I am attempting to make an API call. For this specific API, one of the keys in the JSON file needs to have a nested dictionary inside of it.
here is the input data in dataframe format:
ID Date Total_Transactions Amount Account_Name__c
1234567 2022-12-21 1 235.00 a1234567
2345678 2022-13-21 2 300.50 a2345678
The end result needs to look like this with a key "Account_Name__r" outside of the nested dictionary:
[{'ID': '1234567',
'Date': '2022-12-21',
'Total_Transactions': 1,
'Amount': 235.00,
'Account_Name__r': {'Account_Name__c':'a1234567'}},
{'ID': '2345678',
'Date': '2022-13-21',
'Total_Transactions': 2,
'Amount': 300.50,
'Account_Name__r': {'Account_Name__c':'a2345678'}}]

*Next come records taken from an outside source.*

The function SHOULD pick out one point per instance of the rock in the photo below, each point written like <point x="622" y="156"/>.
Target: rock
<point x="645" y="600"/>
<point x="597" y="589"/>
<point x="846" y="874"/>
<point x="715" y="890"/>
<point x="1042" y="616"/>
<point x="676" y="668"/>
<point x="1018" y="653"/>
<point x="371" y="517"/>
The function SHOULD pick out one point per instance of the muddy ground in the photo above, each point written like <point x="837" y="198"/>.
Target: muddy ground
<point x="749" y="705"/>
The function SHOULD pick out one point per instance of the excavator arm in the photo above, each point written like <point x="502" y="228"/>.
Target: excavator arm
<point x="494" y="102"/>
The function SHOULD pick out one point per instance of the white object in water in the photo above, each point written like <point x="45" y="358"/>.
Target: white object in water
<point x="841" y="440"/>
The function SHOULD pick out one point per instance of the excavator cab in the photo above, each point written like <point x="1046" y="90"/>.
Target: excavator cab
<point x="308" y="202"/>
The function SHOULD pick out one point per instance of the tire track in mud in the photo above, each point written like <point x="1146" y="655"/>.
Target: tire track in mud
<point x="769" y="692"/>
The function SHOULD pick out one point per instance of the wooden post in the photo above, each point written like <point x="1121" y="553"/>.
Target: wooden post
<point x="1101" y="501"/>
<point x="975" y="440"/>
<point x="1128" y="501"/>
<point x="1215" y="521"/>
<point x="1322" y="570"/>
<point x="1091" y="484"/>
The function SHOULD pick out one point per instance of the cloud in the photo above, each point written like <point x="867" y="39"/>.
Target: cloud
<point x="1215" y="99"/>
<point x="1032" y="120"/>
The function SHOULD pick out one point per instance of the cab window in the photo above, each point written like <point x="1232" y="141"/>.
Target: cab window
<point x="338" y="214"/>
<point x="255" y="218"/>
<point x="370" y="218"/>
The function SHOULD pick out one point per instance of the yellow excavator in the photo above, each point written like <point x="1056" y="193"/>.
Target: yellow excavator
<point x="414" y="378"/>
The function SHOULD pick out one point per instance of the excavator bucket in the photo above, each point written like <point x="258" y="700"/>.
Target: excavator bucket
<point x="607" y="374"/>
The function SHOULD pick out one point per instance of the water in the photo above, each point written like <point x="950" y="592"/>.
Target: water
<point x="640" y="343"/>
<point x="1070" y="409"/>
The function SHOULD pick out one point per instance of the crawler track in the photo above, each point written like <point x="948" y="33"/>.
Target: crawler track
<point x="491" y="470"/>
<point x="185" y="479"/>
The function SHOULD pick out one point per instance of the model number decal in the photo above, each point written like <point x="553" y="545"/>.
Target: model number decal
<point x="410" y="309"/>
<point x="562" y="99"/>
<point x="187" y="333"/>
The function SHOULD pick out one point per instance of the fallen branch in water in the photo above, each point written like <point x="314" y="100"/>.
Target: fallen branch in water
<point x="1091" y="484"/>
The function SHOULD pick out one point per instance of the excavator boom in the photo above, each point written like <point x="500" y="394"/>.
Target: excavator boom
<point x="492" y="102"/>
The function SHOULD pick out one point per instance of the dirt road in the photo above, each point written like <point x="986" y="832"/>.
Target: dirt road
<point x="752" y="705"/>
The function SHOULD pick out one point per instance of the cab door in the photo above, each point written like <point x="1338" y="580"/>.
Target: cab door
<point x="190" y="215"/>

The data is coming from a data frame. I can get a normal data frame to export properly, but having issues with the nesting. Here's what it looks like when I do the normal dataframe as a normal json:
code:
final.to_json(orient='records')
output:
[{'ID': '1234567',
'Date': '2022-12-21',
'Total_Transactions': 1,
'Amount': 235.00,
'Account_Name__c':'a1234567'},
{'ID': '2345678',
'Date': '2022-13-21',
'Total_Transactions': 2,
'Amount': 300.50,
'Account_Name__c':'a2345678'}]
Any ideas how i need to structure my dataframe and what transformations/functions I need to use to get the nested structure I have at the top? I am looking to achieve this by performing vectorized operations in pandas and by using the df.to_json() method in pandas.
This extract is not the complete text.